I have 2 files of the form

File 1:

key1 value1

key2 value2

...

File 2:

key1 value3

key2 value4

...

I would like to produce a reduce output of the form

key1 (value1-value3)/value1

key2 (value2-value4)/value2

I have the map write the key and the value is prepended with a character telling it is coming from file1 or file2, but not sure how to write the reduce stage

My map method is

public void map(LongWritable key,Text val,Context context) throws IOException,     InterruptedException
    {
        Text outputKey = new Text();
        Text outputValue = new Text();
        outputKey.set(key.toString());
        if ("A")
        {               
            outputValue.set("A,"+val);
        }
        else
        {
            outputValue.set("B," + val);
        }
        context.write(outputKey,  outputValue);
    }
}
2

2 Answers

1
votes

It should be simple enough since you already tagged it, although a bit confusing to start. I assume that emitted values are like A23(for file1) & B139(for file2).

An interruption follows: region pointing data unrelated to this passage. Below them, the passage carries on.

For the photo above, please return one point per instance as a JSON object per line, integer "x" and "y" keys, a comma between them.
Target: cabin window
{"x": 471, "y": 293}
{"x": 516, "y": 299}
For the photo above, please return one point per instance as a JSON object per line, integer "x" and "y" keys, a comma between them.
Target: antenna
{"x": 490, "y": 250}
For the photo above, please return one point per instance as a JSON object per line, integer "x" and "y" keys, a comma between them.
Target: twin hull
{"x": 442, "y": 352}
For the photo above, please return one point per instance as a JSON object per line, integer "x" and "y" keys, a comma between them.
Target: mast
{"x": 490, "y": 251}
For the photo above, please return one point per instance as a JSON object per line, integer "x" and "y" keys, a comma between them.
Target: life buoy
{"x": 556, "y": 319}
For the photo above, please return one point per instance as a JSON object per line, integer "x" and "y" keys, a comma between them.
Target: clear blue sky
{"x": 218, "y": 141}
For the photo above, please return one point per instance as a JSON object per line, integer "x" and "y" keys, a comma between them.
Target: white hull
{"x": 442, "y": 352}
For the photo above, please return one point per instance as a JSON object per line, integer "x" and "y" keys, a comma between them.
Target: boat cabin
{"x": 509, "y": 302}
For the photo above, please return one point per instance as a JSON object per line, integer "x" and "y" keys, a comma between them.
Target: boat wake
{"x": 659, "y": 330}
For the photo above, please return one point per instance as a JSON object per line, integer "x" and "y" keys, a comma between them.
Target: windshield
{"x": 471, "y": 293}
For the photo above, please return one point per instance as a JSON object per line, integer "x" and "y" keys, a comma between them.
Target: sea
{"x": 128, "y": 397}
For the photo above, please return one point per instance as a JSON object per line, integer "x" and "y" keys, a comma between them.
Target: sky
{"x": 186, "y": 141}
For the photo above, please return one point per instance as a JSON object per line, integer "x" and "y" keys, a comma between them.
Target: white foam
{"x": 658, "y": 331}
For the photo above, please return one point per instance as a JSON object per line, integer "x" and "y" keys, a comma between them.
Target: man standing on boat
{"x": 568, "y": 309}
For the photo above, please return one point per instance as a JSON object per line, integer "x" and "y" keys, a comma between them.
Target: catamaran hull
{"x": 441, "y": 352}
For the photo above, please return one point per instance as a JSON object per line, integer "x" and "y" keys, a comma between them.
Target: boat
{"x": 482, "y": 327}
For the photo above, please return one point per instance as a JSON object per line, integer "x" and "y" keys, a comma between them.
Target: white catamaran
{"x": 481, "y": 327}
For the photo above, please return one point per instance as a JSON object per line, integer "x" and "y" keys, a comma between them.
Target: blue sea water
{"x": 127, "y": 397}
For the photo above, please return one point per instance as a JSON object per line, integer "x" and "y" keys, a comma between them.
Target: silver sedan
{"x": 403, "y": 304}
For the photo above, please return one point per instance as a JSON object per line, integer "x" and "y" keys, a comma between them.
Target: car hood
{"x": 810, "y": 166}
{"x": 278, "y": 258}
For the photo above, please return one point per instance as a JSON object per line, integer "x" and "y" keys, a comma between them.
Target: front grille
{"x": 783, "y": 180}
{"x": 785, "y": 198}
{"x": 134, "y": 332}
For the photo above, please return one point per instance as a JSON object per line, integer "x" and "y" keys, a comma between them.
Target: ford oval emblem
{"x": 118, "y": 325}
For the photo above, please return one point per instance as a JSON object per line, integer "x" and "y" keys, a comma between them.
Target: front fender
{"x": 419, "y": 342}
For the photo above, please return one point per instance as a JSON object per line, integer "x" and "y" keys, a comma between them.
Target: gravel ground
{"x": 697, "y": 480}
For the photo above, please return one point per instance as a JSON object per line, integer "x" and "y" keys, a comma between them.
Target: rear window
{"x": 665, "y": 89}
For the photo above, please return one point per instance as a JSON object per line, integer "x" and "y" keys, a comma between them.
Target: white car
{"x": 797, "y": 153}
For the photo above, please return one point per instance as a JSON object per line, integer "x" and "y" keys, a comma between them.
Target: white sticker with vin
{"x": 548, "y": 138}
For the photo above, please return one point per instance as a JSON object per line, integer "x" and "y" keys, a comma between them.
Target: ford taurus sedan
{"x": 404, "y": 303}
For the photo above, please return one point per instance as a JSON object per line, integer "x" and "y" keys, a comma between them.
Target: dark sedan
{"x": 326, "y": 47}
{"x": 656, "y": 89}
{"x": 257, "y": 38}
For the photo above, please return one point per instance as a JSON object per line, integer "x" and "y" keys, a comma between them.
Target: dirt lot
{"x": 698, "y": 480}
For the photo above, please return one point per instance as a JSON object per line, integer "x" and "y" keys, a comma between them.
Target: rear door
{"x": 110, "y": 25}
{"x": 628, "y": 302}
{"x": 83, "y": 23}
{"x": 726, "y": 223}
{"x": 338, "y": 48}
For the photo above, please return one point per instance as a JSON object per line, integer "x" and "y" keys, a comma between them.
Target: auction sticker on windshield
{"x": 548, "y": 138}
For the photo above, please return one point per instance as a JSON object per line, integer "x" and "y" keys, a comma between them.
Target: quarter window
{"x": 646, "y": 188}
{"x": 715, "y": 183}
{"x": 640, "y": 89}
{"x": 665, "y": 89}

Snippet :

public void reduce(Text key, Iterable<Text> values, Context context)
        throws IOException, InterruptedException {

    int diff = 0;
    int denominator = 1;
    for (Text val : values) {
        if (val.toString().startsWith("A")) {
            denominator = Integer.parseInt(val.toString().substring(1));
            diff += denominator;
        } else if (val.toString().startsWith("B")) {
            diff -= Integer.parseInt(val.toString().substring(1));
        } else {
            // This block shouldn't be reached unless malformed values are emitted
            // Throw an exception or log it
        }
    }
    diff /= denominator;
    context.write(key, new IntWritable(diff));
}

Hope this will help. But I think your approach will fail badly when key1 and key2 are equal.

UPDATE
The map should be like the following to work with the above reducer :

public void map(LongWritable key, Text val, Context context)
            throws IOException, InterruptedException {
        String fileName = ((FileSplit) context.getInputSplit()).getPath().getName();
        String[] keyVal = val.toString().split("\\s+");
        Text outputKey = new Text(keyVal[0]);
        Text outputValue = new Text();
        outputKey.set(key.toString());
        if ("fileA".equals(fileName)) {
            outputValue.set("A" + keyVal[1]);
        } else {
            outputValue.set("B" + keyVal[1]);
        }
        context.write(outputKey, outputValue);
    }
0
votes

I have found using NamedVector very helpful in such circumstances. This provides an identification for the value so that you can perform required operations on the values based on the "name".